"Nem mesmo a angustia. O peito vazio, sem contração. Não havia grito."
"Pesa
como pesa uma ausência. E a lágrima que não se chorou. Tem o imaterial peso da
solidão no meio de outros."
Com os pés suspensos na
água gelada, naquele momento, o mundo parecia uma extensão do uivo do vento
frio. As árvores balançavam numa contradança eloquente com a força da voz
barulhenta que alcançava as pequenas folhas. Aos poucos a temperatura diminuía,
e o céu escurecia para um tom acinzentado.
Ninguém compreendia a quietude
do tempo como a Elena. Aos 15, ela compreendia a ondulação entre vazios e
complementos, ausência e permanência. Ela ansiava tantas vidas, tantas
escolhas, sonhos. No entanto, a solidão era sua companhia, e acostumada com as
quatro paredes, tentava ser invisível.
Um dia isso pode mudar,
quem sabe amanhã, ou depois. Todo mundo pode ter o inesperado nas mãos. Mesmo
que com ela sempre tivesse sido diferente.
Uma batida na porta
surpreendeu a Elena. Ergueu o rosto diante da porta e observou o pai e o João
entrarem.Seria clichê falar como
era complicada a descrição da sensação que o João causava. Eram amigos fazia
algum tempo, mas começava a ser complicado estar perto. Faltava ar. Parece que
o oxigênio era totalmente oxidado por uma combustão imensa.
- Ahh, oi? - Disse Elena.
Então, ele olhou da
forma que sabia, e sorriu. Sorriu como sempre. Como só ele poderia sorrir.

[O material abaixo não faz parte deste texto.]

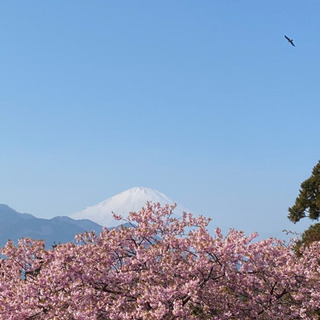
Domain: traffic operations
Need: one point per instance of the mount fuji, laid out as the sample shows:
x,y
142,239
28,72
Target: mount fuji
x,y
131,200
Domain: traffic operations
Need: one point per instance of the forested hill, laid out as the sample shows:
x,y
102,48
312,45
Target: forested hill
x,y
15,225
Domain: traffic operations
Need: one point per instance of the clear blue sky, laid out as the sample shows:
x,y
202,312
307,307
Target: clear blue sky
x,y
204,101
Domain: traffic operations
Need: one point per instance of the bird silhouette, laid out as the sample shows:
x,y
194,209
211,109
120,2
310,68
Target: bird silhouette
x,y
290,40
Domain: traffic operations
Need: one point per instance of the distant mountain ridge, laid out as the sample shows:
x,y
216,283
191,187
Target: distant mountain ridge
x,y
131,200
15,225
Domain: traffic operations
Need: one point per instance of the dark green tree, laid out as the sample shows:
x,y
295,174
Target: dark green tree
x,y
308,202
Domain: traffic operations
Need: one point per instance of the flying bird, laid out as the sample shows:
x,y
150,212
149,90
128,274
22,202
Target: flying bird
x,y
290,40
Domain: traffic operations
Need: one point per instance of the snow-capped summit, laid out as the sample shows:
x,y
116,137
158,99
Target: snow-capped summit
x,y
131,200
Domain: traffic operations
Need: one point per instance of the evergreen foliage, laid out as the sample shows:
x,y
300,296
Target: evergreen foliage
x,y
307,204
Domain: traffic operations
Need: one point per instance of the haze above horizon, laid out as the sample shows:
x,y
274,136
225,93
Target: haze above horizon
x,y
206,102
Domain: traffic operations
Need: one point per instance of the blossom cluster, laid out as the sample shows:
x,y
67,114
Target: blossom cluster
x,y
162,267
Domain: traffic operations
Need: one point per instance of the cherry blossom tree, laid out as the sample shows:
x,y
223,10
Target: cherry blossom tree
x,y
160,268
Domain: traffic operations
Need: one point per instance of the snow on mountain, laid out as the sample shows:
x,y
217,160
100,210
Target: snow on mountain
x,y
131,200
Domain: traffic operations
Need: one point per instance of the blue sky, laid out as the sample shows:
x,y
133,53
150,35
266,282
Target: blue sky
x,y
204,101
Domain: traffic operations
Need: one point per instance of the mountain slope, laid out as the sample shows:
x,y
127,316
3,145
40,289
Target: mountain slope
x,y
15,225
131,200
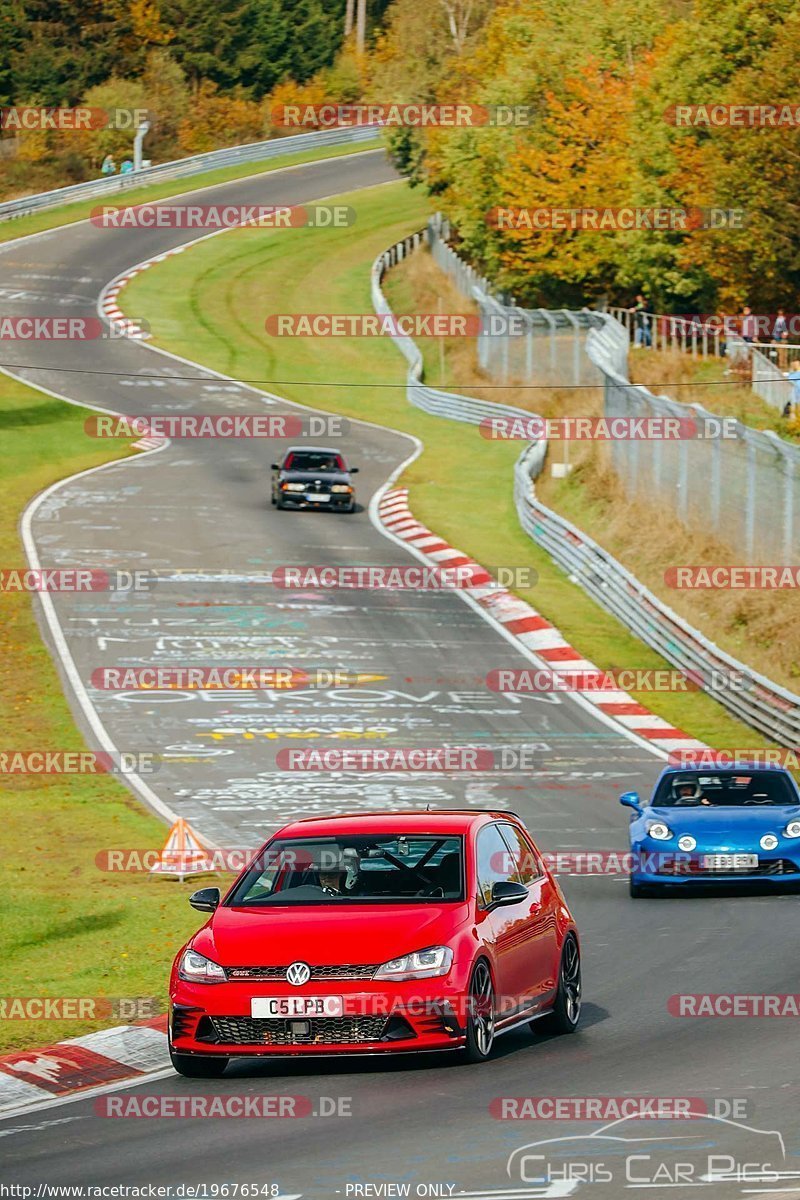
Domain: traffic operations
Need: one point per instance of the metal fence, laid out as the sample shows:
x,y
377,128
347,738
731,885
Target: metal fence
x,y
744,487
182,168
757,701
521,343
762,363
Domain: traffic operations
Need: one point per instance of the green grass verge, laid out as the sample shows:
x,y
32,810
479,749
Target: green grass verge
x,y
52,219
209,305
66,928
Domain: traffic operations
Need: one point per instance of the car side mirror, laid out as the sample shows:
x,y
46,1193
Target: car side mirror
x,y
205,900
509,893
631,801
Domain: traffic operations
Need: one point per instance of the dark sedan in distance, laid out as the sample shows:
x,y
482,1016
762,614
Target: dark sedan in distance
x,y
313,478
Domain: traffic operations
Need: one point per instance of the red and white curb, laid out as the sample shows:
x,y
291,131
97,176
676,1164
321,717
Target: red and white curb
x,y
109,1056
533,630
109,299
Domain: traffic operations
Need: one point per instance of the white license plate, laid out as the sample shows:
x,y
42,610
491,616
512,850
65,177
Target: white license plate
x,y
729,862
296,1006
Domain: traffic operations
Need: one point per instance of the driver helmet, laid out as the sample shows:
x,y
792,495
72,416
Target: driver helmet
x,y
686,791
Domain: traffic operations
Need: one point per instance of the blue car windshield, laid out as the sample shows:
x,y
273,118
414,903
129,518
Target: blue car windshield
x,y
725,790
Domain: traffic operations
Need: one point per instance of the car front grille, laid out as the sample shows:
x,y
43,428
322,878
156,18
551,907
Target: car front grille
x,y
330,971
324,1031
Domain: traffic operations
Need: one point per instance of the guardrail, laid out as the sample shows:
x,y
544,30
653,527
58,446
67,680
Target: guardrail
x,y
182,168
713,339
758,702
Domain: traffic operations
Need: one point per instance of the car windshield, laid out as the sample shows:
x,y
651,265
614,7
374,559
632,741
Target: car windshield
x,y
728,790
313,460
354,870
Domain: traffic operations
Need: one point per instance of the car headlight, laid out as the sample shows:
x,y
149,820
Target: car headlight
x,y
437,960
197,969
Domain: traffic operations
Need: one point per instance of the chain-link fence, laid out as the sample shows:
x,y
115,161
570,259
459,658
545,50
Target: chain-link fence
x,y
739,484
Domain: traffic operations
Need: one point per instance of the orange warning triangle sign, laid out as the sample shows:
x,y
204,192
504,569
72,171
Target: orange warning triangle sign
x,y
182,853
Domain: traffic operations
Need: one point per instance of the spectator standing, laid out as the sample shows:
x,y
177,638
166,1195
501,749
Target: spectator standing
x,y
780,329
794,376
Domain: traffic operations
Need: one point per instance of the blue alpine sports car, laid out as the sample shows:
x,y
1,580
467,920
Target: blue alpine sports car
x,y
715,825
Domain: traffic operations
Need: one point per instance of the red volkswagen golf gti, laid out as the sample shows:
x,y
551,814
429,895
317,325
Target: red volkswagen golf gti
x,y
380,934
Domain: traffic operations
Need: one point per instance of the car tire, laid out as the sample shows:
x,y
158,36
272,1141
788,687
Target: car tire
x,y
198,1066
565,1015
480,1014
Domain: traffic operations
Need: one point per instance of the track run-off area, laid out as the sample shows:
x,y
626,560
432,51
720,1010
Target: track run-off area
x,y
196,515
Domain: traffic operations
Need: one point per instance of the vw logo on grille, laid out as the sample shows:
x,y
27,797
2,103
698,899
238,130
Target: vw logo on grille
x,y
299,973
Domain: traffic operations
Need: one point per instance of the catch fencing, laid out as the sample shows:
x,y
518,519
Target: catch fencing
x,y
743,487
184,168
757,701
759,364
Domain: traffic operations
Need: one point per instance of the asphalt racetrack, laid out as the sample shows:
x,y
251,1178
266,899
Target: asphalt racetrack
x,y
197,516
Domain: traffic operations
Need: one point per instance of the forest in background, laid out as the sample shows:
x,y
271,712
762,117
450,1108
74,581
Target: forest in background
x,y
597,77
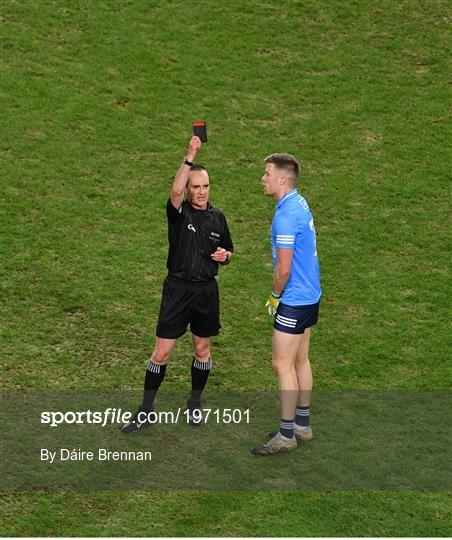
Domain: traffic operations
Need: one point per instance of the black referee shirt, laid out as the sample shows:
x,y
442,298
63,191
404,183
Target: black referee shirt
x,y
193,236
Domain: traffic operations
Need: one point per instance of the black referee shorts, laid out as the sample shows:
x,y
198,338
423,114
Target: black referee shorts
x,y
197,304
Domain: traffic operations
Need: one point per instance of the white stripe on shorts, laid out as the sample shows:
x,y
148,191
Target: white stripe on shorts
x,y
284,323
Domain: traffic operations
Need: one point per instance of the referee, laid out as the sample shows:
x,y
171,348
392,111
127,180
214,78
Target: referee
x,y
199,240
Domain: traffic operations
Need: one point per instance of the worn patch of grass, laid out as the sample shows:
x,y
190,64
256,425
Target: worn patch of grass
x,y
97,100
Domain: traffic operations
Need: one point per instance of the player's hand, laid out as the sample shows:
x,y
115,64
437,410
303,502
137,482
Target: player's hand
x,y
220,255
272,303
193,147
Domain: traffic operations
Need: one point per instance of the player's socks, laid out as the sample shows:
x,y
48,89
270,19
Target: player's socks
x,y
287,428
155,373
199,375
302,416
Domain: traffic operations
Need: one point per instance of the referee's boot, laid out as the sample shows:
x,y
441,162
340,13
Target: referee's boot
x,y
276,445
194,409
302,433
138,421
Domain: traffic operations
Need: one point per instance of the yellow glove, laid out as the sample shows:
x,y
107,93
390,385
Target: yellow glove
x,y
272,303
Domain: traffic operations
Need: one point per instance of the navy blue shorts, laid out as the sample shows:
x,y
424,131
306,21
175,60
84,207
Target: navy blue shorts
x,y
295,319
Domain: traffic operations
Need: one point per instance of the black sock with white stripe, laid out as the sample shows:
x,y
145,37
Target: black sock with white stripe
x,y
199,375
287,428
155,374
302,416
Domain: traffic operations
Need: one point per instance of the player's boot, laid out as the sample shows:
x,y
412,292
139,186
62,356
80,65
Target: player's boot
x,y
302,433
276,445
138,421
194,408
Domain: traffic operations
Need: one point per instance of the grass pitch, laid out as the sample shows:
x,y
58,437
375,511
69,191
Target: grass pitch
x,y
97,102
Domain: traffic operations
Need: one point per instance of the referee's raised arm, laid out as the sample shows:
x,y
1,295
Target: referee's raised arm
x,y
180,182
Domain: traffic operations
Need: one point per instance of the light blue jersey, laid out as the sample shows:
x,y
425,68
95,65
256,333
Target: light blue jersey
x,y
293,227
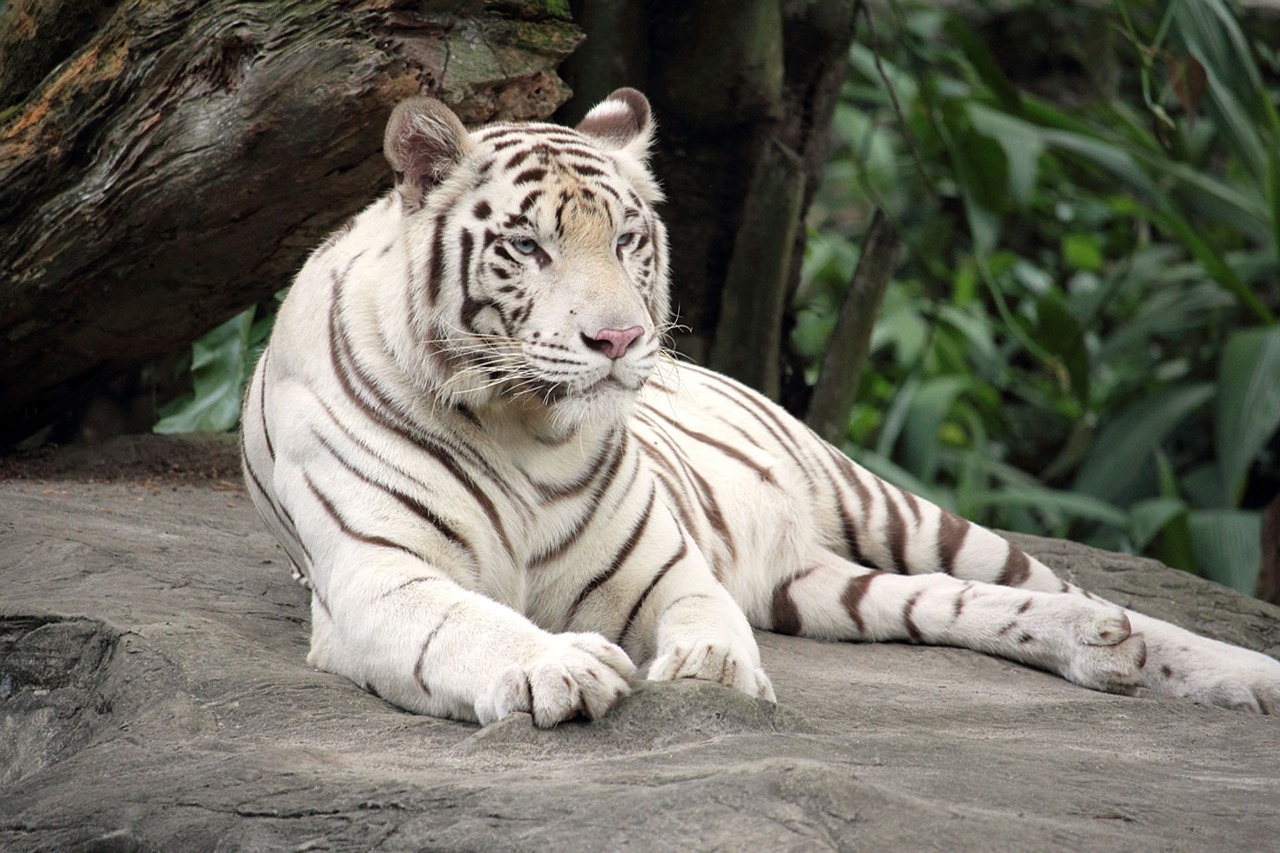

- Oi. Posso entrar? - Disse joão.
- Juizo – disse o pai,
adiantando a conversa.
Elena levantou do coxão
que estava sentada. Com um rosto sereno falou:
- Pode entrar, e quanto
ao senhor, papai, acho que um voto de confiança seguido de uma falta de
compostura pode ser seguido?
O pai sorriu. Todos se
entreolharam. A verdade é que foram olhares compartilhados, compreensíveis. Ambos
sabiam muito bem das reações.
- Tudo bem, pequena –
disse o pai.
Mais tarde, quando o
João havia ido, a Elena continuava escrevendo. Fez um pequeno poema, em
pequenas palavras, extensas frestas, sentimentos. Quando finalmente terminou a
estrofe final, eram quase 5 da manhã.
Os dias pareciam
demorar-se. Mas por fim, era a hora de ir ao sarau. Sentou-se no último batente
para criar uma espécie de coragem. Não conseguia evitar a sensação da ansiedade
tomando conta do corpo antes de ter seu poema recitado.
Quando finalmente criou
coragem de levantar, ouviu um barulho. Levantou numa rapidez, desceu depressa.
O carro buzinou.
- Vamos Elena? – o grito
do João ecoou dentro dela.
Ao chegar ao local. Os
convidados se acomodavam. Elena viu as pequena tochas serem acesas. Então
começaram as apresentações.
O espaço pequeno entre
aqueles desconhecidos e conhecidos num mesmo lugar, os mesmos olhares e ouvidos
preenchidos com similares ruídos. Ainda assim, estranhamente, ela se sentia tão
distante. Quando foi chamada, e o ruídos das vozes baixaram, Elena respirou
fundo, e com dificuldade de concentrar-se, começou recitando:
“E o amor,
Desgaste de alma,
Desgaste de minha quase
paz.
Despido nessas
palavras,
Amortecido pelas minhas
lágrimas,
Te encontre,
Te encante,
Faça-me porto.
Da pele,
Dos poros,
Deixa correr o coração,
E nada mais,
Nada.
Deixe que tua mente
tome conta,
Há uma de mim,
Por fora,
Que não sabe seguir
tuas regras,
Que não sabe ser sua,
Mas é submissa.
Reinventa-se desse amor,
Que altera a própria
compostura,
E transborda,
Desprende,
Finda os limites.
Não te compreende a prisão,
Apenas aceitação da loucura,
Do amor preso,
Peso.”
Ao fim, Elena, sentindo
o corpo jovem, com uma alma velha. Olhou e sentiu os aplausos acalentarem sua
dor. Então saiu do palco diretamente para os braços do João. Jogou-se no ombro
dele. E chorou. Como nunca havia feito em público. Ninguém entendeu, mas
ninguém perguntou. E findou mais um dia comum. Um dia depois do outro.
“Não, não é meu: é de
outro esse machucado. Eu nunca o teria suportado. Então pegue o que aconteceu,
esconda e mantenha enterrado. Afaste a luz... Noite.”